The final "--compare" option is "ignore-aromaticity", which says that two atoms are the same if their elements are the same and two bonds match if:

  • one bond is a single bonds and the other a single or aromatic bonds
  • one bond is an aromatic bond and the other a single, aromatic, or double bond
  • one bond is a double bonds and the other an aromatic or double bond
  • one bond is a triple bond and the other a triple bond

% fmcs sample_files/ar_clustered_3D_MM_3.sdf --compare ignore-aromaticity --verbose Read 33 structures from test_data/ar_clustered_3D_MM_3.sdf Loaded 33 structures from sample_files/ar_clustered_3D_MM_3.sdf [#6]-,:[#6]-,:[#6]-,:[#6]-,:[#6]-,:[#6]-,:[#6]-,:[#6]-,:[#6](-,:[#6]-,:[#6]-,:[#6]-,:[#6])-,:[#6] 14 atoms 13 bonds (complete search) Total time 0.12 seconds: load 0.03 fragment 0.02 select 0.00 enumerate 0.07 (MCS found after 0.09)

The default settings allow a match to occur anywhere. For example, a ring carbon in one structure might match a chain carbon in another structure. This might give results which aren't as chemically useful, or at least chemically pleasing. Use the --ring-matches-ring-only flag to require that ring atoms only match ring atoms and ring bonds only match ring bonds, and likewise that chain atoms and bonds only match chain atoms and bonds.

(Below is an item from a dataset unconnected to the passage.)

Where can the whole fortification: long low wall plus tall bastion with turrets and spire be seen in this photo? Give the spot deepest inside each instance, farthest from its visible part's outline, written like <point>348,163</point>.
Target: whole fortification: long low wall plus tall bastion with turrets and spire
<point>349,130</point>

Even that might be too generous; if a bond is in a ring in the original structure then you might want that bond to still be in a ring of the MCS. For that case, us the --complete-rings-only option. (This implies the --ring-matches-ring-only option.)

Here's an example of --complete-rings-only in action:

% fmcs sample_files/pdgfrb_clustered_3D_MM_4.sdf [#6]:[#6]:1:[#6]:[#6](-[#6](:[#6]:[#6]):[#6]):[#6]:[#7]:[#6]:1 11 atoms 11 bonds (complete search)

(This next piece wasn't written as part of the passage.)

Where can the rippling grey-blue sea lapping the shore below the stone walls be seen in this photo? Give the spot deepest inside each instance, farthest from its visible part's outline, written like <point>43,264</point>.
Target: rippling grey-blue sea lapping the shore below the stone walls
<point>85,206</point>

To visualize this SMARTS, see You'll see it matches an aromatic ring of size 6 with an nitrogen in it. One 'side group' is an aromatic bond to a carbon, the other is an non-ring bond to a fragment of an aromatic ring.

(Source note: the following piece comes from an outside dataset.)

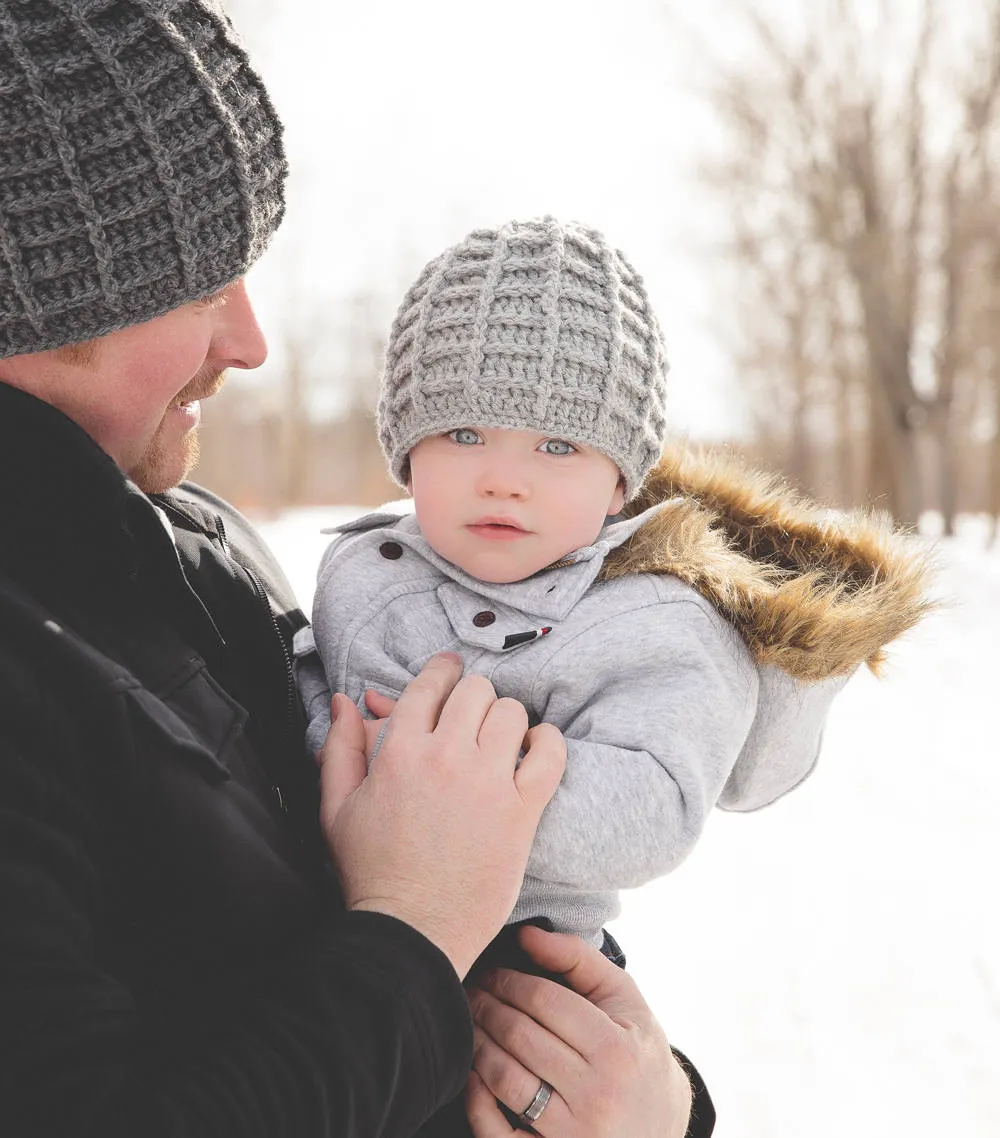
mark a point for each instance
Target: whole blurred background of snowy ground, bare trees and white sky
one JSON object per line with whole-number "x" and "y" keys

With --complete-rings-only, only the ring of size 6 is kept, along with the non-ring side group.

% fmcs sample_files/pdgfrb_clustered_3D_MM_4.sdf --complete-rings-only [#6]-!@[#6]:1:[#6]:[#7]:[#6]:[#6]:[#6]:1 7 atoms 7 bonds (complete search)

You've probably noticed the "(complete search)" on the output lines. This says that the full exhaustive search was done, leaving no doubt that the substructure found is the maximum common substructure. However, the general MCS search problem takes exponential time, and most people would rather have a good answer in seconds than the perfect answer in hours.

The fmcs algorithm keeps track of the biggest substructure found, while it contines to search for a larger common substructure. The algorithm is interruptable, so if you give it a time out, it will stop after that number of seconds have passed, and report the best solution it found up to that time. It might even be the actual MCS, since often fmcs is excluding other possibilities

For example, this takes about 8 seconds to find the MCS,

% fmcs tests/lengthy.smi -v Loaded 2 structures from tests/lengthy.smi [#6]-[#6]-[#7](-[#6](-[#8]-[#6])=[#8])-[#6](-[#6]:1:[#6]:[#6]:[#6](-[#8]-[#6]):[#6]:[#6]:1)-[#6]:1:[#6]:[#6]:[#6](:[#6]:[#6]:1)-[#8] 23 atoms 24 bonds (complete search) Total time 8.11 seconds: load 0.00 fragment 0.00 select 0.00 enumerate 8.10 (MCS found after 2.21)

but the MCS was found in only 2.2 seconds. I can tell fmcs to stop after 3 seconds, using the --timeout option.

% fmcs tests/lengthy.smi --timeout 3 [#6]-[#6]-[#7](-[#6](-[#8]-[#6])=[#8])-[#6](-[#6]:1:[#6]:[#6]:[#6](-[#8]-[#6]):[#6]:[#6]:1)-[#6]:1:[#6]:[#6]:[#6](:[#6]:[#6]:1)-[#8] 23 atoms 24 bonds (timed out)

By the way, if you want to see more progress information during process - I know I don't like seeing a terminal with no output - you can use the "--verbose" flag twice. I added it just before the 1.0 release and I'm not sure if the output is fully meaninful. For now, just think of it as comforting pixels showing that fmcs is working hard.